More than 178 000 Zimbabweans are expected back home from South Arica after the expiry of the Zimbabwe Exemption Permits (ZEP) in June this year.
The imminent return of Zimbabweans, who have been living in South Africa, comes after the neighbouring country announced last year that it will not renew special permits for Zimbabweans without critical skills.
Writing in his weekly column, which is published in this issue, President Mnangagwa said a total of 178 412 nationals, including their families and dependents were expected home.
“Through our Embassy in South Africa, Government has availed a portal for them to register so their whereabouts and needs are known in anticipation of the repatriation exercise. Some have been away from home for quite a while and, until now, had set base in South Africa. The ZEP allowed Zimbabweans to lawfully remain in the sister the Republic of South Africa in order to pursue their education, to work or set up businesses. With a strong educational foundation and largely highly skilled in different trades and disciplines, our nationals have been active across a wide spectrum of the South African economy. They will not be hard-pressed for options,” he said.

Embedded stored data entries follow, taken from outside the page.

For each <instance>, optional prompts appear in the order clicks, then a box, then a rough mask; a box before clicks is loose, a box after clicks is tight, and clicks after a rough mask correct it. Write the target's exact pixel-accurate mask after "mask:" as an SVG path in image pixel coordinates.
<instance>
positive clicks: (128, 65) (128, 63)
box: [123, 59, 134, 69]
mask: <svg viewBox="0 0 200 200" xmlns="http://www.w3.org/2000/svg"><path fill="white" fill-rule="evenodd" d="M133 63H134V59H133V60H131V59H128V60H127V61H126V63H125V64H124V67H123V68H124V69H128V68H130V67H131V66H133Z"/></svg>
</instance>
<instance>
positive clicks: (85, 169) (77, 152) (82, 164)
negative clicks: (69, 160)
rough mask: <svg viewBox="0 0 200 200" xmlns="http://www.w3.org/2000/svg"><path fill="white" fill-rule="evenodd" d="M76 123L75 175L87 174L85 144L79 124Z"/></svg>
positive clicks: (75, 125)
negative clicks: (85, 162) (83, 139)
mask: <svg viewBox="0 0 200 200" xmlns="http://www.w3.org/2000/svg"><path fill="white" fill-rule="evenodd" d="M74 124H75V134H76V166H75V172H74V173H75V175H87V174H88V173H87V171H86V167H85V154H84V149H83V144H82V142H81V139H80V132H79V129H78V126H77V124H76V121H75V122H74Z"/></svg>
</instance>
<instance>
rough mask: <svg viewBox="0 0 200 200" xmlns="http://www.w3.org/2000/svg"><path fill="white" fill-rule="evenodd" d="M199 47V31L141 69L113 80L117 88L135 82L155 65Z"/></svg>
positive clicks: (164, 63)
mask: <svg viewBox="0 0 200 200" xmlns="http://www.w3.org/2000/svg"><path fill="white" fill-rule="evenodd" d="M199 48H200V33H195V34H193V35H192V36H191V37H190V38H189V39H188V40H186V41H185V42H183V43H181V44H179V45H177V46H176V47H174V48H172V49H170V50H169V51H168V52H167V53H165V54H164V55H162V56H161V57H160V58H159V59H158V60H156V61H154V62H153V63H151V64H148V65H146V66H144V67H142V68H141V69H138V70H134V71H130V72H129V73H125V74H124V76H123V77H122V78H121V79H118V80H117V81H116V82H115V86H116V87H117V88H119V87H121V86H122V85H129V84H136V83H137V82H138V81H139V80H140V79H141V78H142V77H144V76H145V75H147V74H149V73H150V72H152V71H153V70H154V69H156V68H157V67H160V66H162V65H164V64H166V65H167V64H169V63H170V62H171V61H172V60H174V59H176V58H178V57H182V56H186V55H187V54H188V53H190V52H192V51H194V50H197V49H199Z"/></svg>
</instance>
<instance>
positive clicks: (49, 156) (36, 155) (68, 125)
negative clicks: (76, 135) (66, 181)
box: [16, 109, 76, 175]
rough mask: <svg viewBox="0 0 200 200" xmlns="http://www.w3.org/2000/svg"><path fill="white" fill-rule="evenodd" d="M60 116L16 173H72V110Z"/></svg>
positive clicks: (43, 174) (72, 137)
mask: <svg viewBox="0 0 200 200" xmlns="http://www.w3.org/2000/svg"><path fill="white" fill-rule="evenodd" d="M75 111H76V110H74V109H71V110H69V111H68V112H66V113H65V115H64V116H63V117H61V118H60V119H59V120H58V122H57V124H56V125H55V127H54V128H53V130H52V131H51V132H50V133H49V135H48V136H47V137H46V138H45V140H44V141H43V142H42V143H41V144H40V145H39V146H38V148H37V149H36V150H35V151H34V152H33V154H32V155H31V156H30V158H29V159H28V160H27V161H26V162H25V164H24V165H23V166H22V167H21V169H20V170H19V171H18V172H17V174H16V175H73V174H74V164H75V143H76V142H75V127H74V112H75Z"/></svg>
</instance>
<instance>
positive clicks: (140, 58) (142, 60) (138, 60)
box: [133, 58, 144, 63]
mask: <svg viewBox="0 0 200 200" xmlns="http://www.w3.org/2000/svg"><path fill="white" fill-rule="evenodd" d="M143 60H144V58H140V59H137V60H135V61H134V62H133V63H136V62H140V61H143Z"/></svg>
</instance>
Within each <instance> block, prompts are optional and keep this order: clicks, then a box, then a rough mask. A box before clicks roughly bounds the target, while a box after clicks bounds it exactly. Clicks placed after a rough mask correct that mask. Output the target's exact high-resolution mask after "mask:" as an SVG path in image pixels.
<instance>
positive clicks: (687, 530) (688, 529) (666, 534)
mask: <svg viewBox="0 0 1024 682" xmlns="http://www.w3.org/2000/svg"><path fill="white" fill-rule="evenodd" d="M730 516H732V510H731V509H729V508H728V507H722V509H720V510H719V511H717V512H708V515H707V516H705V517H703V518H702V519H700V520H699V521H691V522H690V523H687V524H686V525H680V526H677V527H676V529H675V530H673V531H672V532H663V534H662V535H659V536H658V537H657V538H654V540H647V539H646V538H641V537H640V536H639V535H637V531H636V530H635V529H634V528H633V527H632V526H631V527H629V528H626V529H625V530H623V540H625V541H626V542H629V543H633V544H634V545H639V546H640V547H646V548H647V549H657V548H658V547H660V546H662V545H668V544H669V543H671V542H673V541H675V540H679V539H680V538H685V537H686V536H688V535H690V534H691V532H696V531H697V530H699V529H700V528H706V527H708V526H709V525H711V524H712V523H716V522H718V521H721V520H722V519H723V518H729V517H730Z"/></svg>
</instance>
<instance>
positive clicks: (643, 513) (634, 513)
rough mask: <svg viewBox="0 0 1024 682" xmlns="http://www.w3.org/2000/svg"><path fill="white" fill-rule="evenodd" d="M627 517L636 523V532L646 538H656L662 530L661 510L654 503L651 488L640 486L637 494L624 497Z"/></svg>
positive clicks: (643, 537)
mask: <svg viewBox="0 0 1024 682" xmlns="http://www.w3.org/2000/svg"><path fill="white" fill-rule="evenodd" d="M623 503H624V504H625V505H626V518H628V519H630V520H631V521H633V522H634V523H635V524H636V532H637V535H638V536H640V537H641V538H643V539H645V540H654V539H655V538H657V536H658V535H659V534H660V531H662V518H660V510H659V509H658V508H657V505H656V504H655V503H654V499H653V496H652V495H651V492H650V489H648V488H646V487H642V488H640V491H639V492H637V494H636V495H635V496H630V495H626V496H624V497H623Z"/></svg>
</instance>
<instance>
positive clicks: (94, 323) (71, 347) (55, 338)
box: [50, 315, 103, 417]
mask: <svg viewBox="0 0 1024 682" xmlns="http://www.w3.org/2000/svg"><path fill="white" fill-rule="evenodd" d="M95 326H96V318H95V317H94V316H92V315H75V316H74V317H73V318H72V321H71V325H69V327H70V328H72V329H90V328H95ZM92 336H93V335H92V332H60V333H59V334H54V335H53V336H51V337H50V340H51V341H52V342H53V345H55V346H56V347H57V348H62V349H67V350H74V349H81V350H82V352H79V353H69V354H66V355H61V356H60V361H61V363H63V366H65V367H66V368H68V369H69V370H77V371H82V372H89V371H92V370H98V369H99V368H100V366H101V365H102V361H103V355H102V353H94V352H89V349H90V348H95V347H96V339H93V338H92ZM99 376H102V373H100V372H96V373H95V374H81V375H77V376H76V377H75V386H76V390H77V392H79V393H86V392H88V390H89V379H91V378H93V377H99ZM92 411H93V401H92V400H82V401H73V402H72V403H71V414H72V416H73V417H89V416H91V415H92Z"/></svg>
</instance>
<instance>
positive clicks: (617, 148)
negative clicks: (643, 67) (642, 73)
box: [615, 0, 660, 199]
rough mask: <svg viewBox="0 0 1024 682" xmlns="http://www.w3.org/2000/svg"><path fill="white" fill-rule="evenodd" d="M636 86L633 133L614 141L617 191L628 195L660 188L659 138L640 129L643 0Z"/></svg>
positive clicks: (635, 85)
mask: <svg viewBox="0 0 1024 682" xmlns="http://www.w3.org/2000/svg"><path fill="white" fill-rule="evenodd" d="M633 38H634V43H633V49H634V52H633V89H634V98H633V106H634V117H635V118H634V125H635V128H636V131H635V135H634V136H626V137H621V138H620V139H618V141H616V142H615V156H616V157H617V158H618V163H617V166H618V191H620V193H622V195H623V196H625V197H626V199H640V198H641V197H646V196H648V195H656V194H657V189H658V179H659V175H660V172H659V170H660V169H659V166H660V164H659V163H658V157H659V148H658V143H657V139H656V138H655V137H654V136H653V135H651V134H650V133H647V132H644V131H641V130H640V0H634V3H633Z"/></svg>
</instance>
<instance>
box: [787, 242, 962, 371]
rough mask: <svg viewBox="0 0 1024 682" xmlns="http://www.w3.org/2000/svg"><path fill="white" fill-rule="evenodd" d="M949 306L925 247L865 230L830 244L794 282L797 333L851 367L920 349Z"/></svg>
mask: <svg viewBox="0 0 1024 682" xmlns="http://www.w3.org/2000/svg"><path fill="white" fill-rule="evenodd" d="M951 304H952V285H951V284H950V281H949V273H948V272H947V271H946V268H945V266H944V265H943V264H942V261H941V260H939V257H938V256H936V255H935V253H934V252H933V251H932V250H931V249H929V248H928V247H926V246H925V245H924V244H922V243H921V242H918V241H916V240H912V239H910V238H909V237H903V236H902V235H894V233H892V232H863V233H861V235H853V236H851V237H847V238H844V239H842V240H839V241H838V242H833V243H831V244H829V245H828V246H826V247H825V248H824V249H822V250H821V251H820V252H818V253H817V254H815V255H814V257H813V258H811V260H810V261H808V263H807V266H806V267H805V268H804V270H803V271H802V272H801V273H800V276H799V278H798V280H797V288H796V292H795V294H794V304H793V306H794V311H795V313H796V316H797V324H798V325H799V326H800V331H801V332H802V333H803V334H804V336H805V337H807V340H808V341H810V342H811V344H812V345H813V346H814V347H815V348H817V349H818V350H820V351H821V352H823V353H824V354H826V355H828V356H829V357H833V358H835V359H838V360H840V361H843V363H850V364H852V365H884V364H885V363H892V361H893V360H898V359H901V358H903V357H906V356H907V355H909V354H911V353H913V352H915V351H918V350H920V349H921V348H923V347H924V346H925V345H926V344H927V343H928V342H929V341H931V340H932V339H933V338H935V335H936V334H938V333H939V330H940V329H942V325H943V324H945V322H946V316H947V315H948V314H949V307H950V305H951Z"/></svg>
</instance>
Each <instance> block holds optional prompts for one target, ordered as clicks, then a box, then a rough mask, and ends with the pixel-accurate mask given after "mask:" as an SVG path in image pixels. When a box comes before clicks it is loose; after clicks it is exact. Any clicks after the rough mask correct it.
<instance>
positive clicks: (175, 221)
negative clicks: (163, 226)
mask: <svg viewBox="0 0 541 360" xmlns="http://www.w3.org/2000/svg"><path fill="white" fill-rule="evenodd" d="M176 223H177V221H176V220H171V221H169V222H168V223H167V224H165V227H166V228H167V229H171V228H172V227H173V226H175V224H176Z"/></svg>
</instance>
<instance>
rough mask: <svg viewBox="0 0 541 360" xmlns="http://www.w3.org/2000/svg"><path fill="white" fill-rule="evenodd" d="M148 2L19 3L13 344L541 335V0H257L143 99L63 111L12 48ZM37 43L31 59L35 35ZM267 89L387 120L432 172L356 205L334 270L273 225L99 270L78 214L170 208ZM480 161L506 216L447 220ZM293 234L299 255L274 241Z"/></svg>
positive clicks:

The President said Zimbabwe was ready to welcome its citizens back home and had put systems in place to make sure that returnees were fully integrated into the society and contributed to the social and economic well-being of the country.
“We are preparing for their return, and to warmly welcome them once they step on home soil. We will do so fully confidence that their return and re-integration into their families and communities, and with relatives and friends will be smooth. The government will assist them as they prepare to resume a productive life as full citizens back in the land of their birth.”
President Mnangagwa also thanked neighbouring countries that gave sanctuary to Zimbabweans while the country worked on its economic recovery.
“We thank all those countries which gave them shelter and more skills while we sorted out our affairs for recovery and growth. South Africa ranks foremost among those countries. With our economy now on an irreversible growth trajectory, the time has now come for our nation to claim back its own and assume full responsibility for its citizens who may wish or need to come back home. They now have opportunities to contribute here at home. This is how my Government views this latest development,” he said.
The President said a mopping team will leave for South Africa this week to ensure preparations are comprehensive and attend to every detail.
“The team comprises officials from many different Government departments to ensure preparations are comprehensive and attend to every detail.
The team includes medical experts and officials from several ministries, including those from Primary and Secondary Education. We have to ensure that pupils already in South African schools are not prejudiced during the translocation of families.
They have to be re-inserted in classes with minimum disruption. We also need to ensure families which had acquired assets do not lose out as they relocate back home. Those assets will give them a head-start as they resume life back home.
Our medical experts will ensure that the whole programme is alive to issues of public health, principally risks posed by Covid-19 infections as our people move back.”
The President highlighted that he recently had a meeting with President Cyril Ramaphosa of South Africa and the director-general of the International Organisation for Migration (IOM), Professor Antonio Vitorino, to ensure a smooth return of Zimbabweans back home.